La partida de mi suegro fue relativamente rápida (una semana desde su ingreso al hospital). En el caso de mi madre fueron 4 meses de intensos tratamientos, largas estadías en hospital, descubrir dolencias ocultas y ver como una mujer que desarrollaba una vida activa, con muchas amistades a su alrededor y con proyectos para el futuro, como poco a poco empezó a decaer hasta verla partir adormecida por la debilidad y con un suspiro como despedida.

El cáncer fue el malhechor que cobró la vida de mi madre, el enemigo que nunca se manifestó como tal y que usó un engaño para manifestar su presencia: lo que parecía un infarto cerebral, una embolia, en realidad resultó ser una metástasis de un cáncer en el pulmón, que nunca dió señales de estar ahí.

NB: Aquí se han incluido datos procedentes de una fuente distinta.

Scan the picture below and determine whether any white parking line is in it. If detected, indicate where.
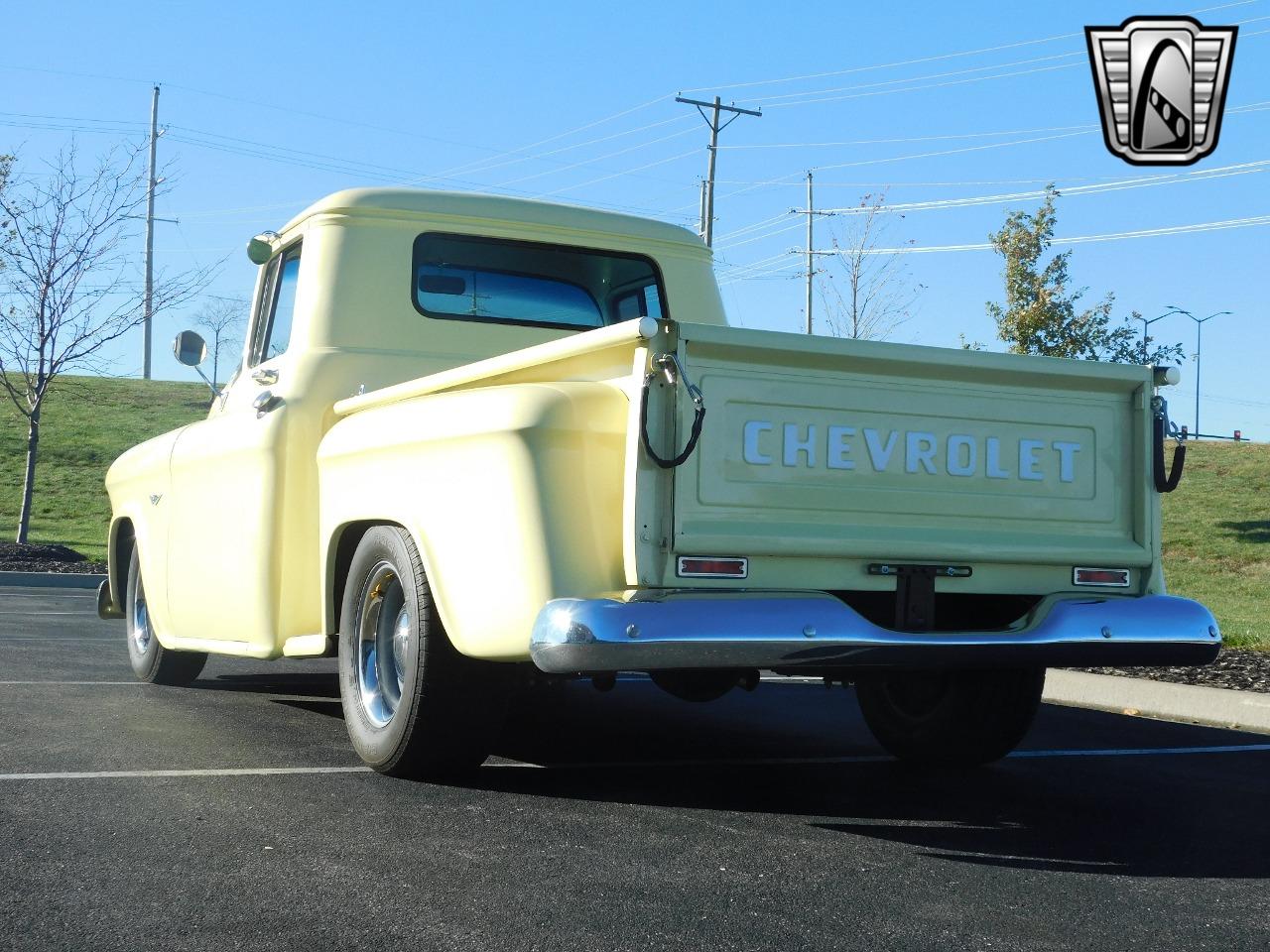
[0,635,118,645]
[513,744,1270,771]
[0,767,371,780]
[0,612,97,616]
[0,680,146,686]
[0,744,1270,780]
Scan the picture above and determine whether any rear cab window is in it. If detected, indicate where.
[248,244,300,367]
[412,232,664,330]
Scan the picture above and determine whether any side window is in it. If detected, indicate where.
[609,285,664,321]
[251,245,300,367]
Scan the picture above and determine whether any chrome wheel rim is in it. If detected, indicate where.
[357,562,410,727]
[131,579,150,654]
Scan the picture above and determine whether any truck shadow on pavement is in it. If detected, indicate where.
[470,684,1270,879]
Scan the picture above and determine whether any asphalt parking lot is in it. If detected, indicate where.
[0,589,1270,952]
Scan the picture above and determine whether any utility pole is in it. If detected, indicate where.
[790,169,834,334]
[698,178,710,239]
[807,169,816,334]
[675,96,763,248]
[141,85,159,380]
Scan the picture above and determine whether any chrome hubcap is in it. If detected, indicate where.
[132,581,150,654]
[357,562,410,727]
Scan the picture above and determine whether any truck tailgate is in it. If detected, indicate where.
[673,323,1156,566]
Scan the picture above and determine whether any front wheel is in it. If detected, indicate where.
[856,667,1045,767]
[339,526,509,779]
[123,545,207,688]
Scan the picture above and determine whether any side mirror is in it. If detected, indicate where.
[172,330,222,398]
[246,231,280,264]
[172,330,207,367]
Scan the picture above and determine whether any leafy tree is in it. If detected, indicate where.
[988,185,1183,363]
[0,144,207,542]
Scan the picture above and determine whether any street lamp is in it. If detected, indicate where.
[1138,304,1190,363]
[1183,311,1234,439]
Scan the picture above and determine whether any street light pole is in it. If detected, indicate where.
[1188,311,1233,439]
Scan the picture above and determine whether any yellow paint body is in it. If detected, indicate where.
[107,190,1163,660]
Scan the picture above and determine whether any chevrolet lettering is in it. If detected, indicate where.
[98,189,1220,778]
[742,420,1080,482]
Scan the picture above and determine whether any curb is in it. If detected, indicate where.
[1042,670,1270,734]
[0,572,105,589]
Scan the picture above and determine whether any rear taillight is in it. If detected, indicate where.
[1072,568,1129,589]
[679,556,749,579]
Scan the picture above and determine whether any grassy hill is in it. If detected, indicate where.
[0,377,210,558]
[0,377,1270,650]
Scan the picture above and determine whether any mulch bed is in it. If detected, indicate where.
[0,542,105,575]
[1074,648,1270,694]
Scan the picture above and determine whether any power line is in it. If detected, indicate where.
[770,62,1084,109]
[718,122,1098,150]
[763,52,1084,108]
[823,214,1270,255]
[682,0,1258,92]
[822,159,1270,214]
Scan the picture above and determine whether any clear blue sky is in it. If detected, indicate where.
[0,0,1270,439]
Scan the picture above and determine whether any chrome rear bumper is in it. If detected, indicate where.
[530,591,1221,674]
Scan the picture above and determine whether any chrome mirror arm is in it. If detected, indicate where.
[194,366,225,400]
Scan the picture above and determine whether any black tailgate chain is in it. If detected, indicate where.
[1151,396,1187,493]
[639,354,706,470]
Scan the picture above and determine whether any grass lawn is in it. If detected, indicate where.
[0,377,210,559]
[1165,441,1270,650]
[0,377,1270,650]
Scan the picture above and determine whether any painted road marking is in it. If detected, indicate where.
[0,634,119,645]
[0,611,99,617]
[0,744,1270,780]
[0,767,371,780]
[0,758,543,780]
[0,680,147,685]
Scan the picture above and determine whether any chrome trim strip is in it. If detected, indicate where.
[530,589,1221,674]
[1072,565,1133,589]
[675,556,749,579]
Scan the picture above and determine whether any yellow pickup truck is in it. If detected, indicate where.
[98,189,1220,776]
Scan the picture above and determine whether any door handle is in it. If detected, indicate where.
[251,390,282,420]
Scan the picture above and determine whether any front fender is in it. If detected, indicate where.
[105,427,185,645]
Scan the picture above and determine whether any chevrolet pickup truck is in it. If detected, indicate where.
[98,189,1220,776]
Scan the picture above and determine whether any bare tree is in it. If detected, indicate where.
[820,194,922,340]
[0,142,207,542]
[194,296,248,386]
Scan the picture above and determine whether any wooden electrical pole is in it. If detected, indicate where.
[141,85,159,380]
[807,169,816,334]
[790,169,833,334]
[675,96,763,246]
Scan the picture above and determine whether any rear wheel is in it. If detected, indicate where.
[339,526,512,779]
[856,667,1045,767]
[124,545,207,686]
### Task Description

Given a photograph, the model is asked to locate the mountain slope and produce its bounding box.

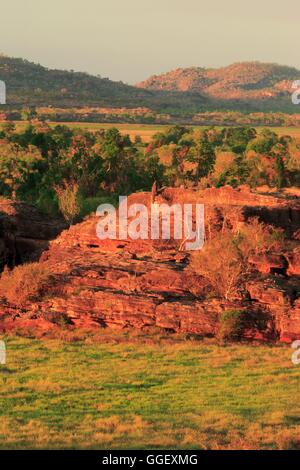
[0,55,207,110]
[137,62,300,106]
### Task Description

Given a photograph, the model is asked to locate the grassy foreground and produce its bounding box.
[0,333,300,449]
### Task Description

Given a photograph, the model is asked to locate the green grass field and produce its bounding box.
[0,330,300,449]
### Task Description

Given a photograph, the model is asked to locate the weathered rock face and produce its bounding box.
[0,199,66,271]
[0,188,300,341]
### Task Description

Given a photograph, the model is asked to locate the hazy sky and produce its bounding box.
[0,0,300,83]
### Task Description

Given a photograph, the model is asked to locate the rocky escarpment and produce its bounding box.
[0,199,66,271]
[0,187,300,341]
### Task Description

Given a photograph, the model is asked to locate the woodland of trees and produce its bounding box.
[0,120,300,221]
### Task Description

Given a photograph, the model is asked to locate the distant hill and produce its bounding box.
[0,55,300,115]
[137,62,300,112]
[0,55,207,111]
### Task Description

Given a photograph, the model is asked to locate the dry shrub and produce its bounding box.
[191,218,283,299]
[0,263,50,307]
[239,217,284,258]
[191,231,245,299]
[55,181,80,225]
[219,310,247,341]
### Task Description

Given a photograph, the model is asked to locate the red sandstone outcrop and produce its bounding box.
[0,187,300,341]
[0,199,66,271]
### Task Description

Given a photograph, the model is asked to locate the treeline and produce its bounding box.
[0,120,300,220]
[0,106,300,127]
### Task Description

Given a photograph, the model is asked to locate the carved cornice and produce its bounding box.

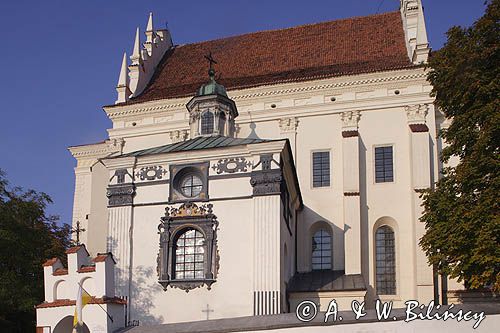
[405,104,429,124]
[106,184,135,207]
[104,69,427,120]
[342,131,359,138]
[68,138,125,159]
[340,111,361,132]
[212,157,252,175]
[250,169,283,196]
[408,124,429,133]
[279,117,299,133]
[170,130,188,143]
[135,165,168,181]
[165,202,213,218]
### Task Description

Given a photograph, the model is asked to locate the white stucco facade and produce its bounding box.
[38,1,472,332]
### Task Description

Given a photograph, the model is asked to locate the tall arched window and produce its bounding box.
[174,229,205,280]
[201,111,214,134]
[312,229,332,270]
[375,225,396,295]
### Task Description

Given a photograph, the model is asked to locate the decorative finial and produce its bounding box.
[71,221,86,245]
[204,52,217,80]
[118,52,128,87]
[146,12,153,31]
[130,28,141,65]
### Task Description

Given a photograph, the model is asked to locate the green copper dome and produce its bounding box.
[196,68,227,97]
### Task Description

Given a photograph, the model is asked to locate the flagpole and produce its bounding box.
[77,282,114,323]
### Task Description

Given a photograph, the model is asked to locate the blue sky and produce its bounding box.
[0,0,485,226]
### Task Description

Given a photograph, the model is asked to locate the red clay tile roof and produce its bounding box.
[92,252,116,264]
[52,268,68,275]
[36,297,127,309]
[66,244,89,254]
[119,11,414,104]
[78,266,95,273]
[42,258,59,267]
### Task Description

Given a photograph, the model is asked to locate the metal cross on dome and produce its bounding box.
[204,51,217,70]
[71,221,86,245]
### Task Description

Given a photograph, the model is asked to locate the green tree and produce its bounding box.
[420,0,500,291]
[0,170,70,332]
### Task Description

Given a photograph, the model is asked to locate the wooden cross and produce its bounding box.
[204,52,217,69]
[201,304,214,320]
[71,221,86,245]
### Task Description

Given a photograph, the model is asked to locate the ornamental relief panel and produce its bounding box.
[212,157,252,175]
[135,165,168,181]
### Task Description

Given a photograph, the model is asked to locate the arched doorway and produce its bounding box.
[54,316,90,333]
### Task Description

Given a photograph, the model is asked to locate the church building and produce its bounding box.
[37,0,460,333]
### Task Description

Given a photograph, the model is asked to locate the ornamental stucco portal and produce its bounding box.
[37,0,468,333]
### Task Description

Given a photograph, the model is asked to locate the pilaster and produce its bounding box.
[279,117,299,162]
[250,154,284,315]
[341,111,361,274]
[103,157,135,312]
[405,104,433,300]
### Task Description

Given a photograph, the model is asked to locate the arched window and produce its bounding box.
[201,111,214,134]
[375,225,396,295]
[312,229,332,270]
[173,229,205,280]
[179,173,203,198]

Se le descubrió de una manera meramente casual: mi madre había tendio una bronquitis que le había durado varias semanas hacía poco, y cuando estaba en el hospital para lo que pensábamos era la embolia, tuvo un poco de tos... eso llamó la atención de los médicos, que ampliaron los estudios que le practicaban a mamá a su tórax... dejando ver una formación extraña en su pulmón izquierdo, lo que obligó a hacerle una biopsia. El resultado fue demoledor: cáncer.  Eso obligó a revisar el primer diagnóstico en el cerebro y todos los estudios realizados, mostrando que era una metástasis que había generado un derrame, y no un infarto cerebral que había tenido un cuágulo... a causa de lo del pulmón...

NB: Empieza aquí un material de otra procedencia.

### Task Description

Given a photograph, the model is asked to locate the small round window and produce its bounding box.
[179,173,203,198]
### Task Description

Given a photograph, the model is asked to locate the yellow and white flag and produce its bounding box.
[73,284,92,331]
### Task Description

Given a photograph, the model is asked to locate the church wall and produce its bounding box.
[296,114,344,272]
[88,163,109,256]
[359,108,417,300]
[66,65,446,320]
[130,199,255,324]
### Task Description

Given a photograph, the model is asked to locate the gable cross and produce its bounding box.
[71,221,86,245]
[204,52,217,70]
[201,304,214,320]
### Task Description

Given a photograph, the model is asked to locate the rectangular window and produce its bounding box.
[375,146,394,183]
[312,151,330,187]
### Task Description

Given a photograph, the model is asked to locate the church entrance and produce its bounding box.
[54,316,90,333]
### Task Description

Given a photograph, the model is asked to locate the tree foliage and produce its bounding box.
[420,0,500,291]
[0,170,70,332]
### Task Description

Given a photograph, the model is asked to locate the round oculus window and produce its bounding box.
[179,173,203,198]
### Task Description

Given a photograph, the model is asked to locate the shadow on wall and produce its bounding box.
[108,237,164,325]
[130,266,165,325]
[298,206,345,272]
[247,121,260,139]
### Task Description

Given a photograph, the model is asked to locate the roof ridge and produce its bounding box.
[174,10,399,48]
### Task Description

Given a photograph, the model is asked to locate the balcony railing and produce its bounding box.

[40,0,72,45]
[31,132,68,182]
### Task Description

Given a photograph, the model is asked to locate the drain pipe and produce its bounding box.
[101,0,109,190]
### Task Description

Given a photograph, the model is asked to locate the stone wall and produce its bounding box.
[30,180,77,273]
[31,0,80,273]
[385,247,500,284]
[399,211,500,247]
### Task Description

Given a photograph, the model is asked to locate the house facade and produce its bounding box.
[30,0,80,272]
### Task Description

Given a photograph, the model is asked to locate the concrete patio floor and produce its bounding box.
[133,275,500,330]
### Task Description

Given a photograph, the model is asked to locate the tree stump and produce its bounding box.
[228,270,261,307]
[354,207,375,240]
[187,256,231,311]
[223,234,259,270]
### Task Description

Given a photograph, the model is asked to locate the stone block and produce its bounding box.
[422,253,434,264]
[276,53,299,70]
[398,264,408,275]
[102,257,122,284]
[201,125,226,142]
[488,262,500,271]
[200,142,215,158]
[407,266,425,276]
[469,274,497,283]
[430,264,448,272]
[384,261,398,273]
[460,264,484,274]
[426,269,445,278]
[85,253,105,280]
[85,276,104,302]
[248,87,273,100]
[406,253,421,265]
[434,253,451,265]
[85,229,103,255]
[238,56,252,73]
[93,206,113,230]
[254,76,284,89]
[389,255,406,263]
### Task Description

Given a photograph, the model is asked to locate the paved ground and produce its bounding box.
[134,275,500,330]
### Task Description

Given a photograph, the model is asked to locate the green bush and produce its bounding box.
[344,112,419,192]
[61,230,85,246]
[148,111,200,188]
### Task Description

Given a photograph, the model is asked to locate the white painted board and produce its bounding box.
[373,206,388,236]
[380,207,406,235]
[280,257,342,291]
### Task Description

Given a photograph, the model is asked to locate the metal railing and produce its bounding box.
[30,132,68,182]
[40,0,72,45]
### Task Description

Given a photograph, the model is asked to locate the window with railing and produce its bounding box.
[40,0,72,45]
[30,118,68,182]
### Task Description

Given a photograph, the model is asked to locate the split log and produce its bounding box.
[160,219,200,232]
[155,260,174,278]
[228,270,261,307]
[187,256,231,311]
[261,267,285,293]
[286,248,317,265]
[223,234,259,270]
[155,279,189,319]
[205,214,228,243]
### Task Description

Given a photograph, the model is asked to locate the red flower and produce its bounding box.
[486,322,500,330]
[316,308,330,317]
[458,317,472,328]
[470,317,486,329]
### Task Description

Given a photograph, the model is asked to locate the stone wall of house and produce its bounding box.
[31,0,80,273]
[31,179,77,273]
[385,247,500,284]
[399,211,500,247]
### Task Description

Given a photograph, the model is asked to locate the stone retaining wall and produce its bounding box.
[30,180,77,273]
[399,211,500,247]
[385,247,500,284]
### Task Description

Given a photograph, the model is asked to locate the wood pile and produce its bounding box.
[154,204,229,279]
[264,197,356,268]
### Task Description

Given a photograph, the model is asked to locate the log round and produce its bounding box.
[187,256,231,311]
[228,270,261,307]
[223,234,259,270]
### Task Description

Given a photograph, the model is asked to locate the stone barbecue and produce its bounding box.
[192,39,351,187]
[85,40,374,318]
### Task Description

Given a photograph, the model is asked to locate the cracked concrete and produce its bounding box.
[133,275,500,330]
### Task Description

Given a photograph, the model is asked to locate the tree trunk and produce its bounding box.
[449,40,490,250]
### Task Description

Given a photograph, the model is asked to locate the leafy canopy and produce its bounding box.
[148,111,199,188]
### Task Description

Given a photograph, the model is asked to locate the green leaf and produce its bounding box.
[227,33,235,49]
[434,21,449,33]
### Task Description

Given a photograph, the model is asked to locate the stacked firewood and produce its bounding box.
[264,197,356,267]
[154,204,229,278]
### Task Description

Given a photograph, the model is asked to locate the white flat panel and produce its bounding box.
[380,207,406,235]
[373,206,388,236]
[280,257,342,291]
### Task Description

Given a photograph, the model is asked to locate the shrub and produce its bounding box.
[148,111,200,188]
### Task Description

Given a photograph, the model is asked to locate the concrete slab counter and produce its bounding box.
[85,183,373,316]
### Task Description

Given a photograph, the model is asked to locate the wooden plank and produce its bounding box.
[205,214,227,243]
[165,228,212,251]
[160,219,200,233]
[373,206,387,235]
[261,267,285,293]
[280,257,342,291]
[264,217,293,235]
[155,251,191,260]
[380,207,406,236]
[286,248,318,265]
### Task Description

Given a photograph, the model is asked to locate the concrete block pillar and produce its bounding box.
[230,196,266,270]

De septeimbre que la internamos por primera vez, hasta diciembre en que falleció, mamá tuvo momentos de mejoría esperanzadora y de cirsis que hacían esperar lo peor. Se defendió con toda su capacidad y demostró que hacía honor a su apellido: Acero, era una mujer de fortaleza de acero y que hizo que luchara conrta los efectos del cáncer de manera singular. Lamentablemente, hasta el acero tiene un punto de quiebre, y mi madre encontró ese punto la noche del 27 de diciembre en que, adormecida por la debilidad que le había ocasionado la enfermedad, simplemente dejó de respirar, dió un leve suspiro y supimos que ya había dejado de estar con nosotros. Su partida fue pacífica, sin dolor ni sufrimiento. Eso nos resultó una bendición, dentro de lo doloroso de perderla.

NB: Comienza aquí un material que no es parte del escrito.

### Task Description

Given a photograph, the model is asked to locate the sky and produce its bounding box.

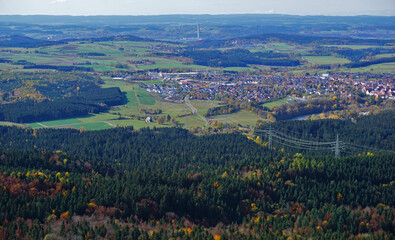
[0,0,395,16]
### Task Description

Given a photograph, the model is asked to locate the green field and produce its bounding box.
[342,62,395,74]
[304,56,350,64]
[134,86,156,106]
[73,122,111,130]
[323,45,386,49]
[35,118,81,127]
[262,97,292,108]
[209,110,264,127]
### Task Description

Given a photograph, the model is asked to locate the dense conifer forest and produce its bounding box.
[0,112,395,239]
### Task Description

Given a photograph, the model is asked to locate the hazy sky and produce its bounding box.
[0,0,395,16]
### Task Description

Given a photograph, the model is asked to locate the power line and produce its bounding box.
[253,124,395,158]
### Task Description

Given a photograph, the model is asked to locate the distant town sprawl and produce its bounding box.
[131,72,395,103]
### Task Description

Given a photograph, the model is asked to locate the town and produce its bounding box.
[140,72,395,103]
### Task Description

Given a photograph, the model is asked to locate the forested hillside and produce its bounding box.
[0,111,395,239]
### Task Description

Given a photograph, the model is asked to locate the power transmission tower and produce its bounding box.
[269,123,273,149]
[335,134,340,158]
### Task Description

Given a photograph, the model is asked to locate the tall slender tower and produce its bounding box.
[196,23,200,40]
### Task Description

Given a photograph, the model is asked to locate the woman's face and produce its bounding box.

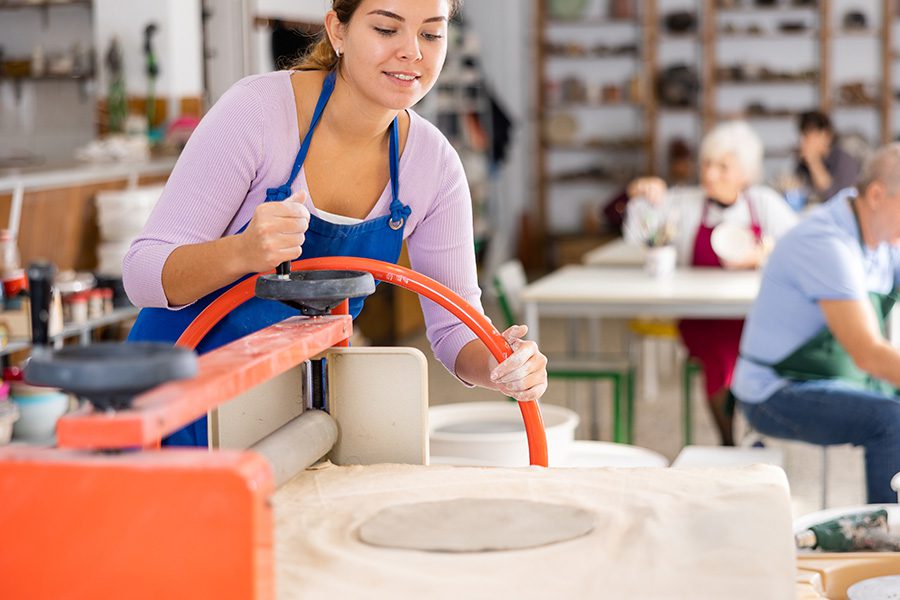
[700,153,747,204]
[333,0,450,110]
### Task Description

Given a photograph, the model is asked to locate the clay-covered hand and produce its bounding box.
[240,190,309,273]
[627,177,668,204]
[491,325,547,402]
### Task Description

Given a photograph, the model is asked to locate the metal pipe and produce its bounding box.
[250,410,338,487]
[176,256,547,467]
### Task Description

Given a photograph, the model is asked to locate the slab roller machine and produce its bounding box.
[0,257,816,599]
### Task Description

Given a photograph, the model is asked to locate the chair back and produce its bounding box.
[494,260,528,327]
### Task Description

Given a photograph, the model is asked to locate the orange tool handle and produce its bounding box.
[176,256,547,467]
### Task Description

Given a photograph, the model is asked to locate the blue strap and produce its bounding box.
[388,117,412,225]
[266,71,412,225]
[266,71,337,202]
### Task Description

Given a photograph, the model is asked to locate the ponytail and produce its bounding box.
[288,31,340,71]
[288,0,462,71]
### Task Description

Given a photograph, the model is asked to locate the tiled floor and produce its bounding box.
[407,306,865,516]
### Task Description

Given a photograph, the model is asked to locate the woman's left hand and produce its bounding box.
[491,325,547,402]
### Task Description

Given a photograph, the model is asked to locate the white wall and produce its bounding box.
[94,0,203,98]
[256,0,331,22]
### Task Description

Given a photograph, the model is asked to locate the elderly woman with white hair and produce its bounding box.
[625,121,797,445]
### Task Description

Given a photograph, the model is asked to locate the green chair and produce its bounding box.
[681,356,703,446]
[494,260,634,444]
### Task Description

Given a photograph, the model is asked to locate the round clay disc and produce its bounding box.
[359,498,594,552]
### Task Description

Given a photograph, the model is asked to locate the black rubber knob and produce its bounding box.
[256,270,375,316]
[25,342,197,410]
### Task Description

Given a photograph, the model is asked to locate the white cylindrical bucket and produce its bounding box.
[550,440,669,468]
[428,402,579,467]
[95,186,163,242]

Doy gracias porque mi ciclo en el Servicio Exterior permitió que pudiera cerrar este círculo al poder estar con mi madre al momento de dar su último suspiro y poder acompañarla para que sus amistades le pudieran dar una despedida como ella la hubiera deserado: rodeada de las personas que la habían querido a lo largo de muchas décadas, y con las que había desarrollado profundos lazos de amistad, en las buenas y en las malas. Mamá tivo la fortuna de ver a sus generaciones unidas: sus hijos y sus nietos pudieron acompañarla hasta el final, y pudo disfrutarlos con alegría.

 
Omnes Generationes
 
 

Ahora que me toque volver al exterior, sabré que mi estancia en la Patria habrá tenido un valor adicional al regreso a los orígenes y el tema laboral... el haber podido lograr este momento de paz interior y de cierre de una etapa de mi vida, el despedir del mundo material a mi madre y que ahora me acompañará en mi deambular por el mundo con una presencia imperecedera en  mi memoria y en mi corazón.

Una compañía que me hará recordar mis raíces cuando las vea desde el exterior.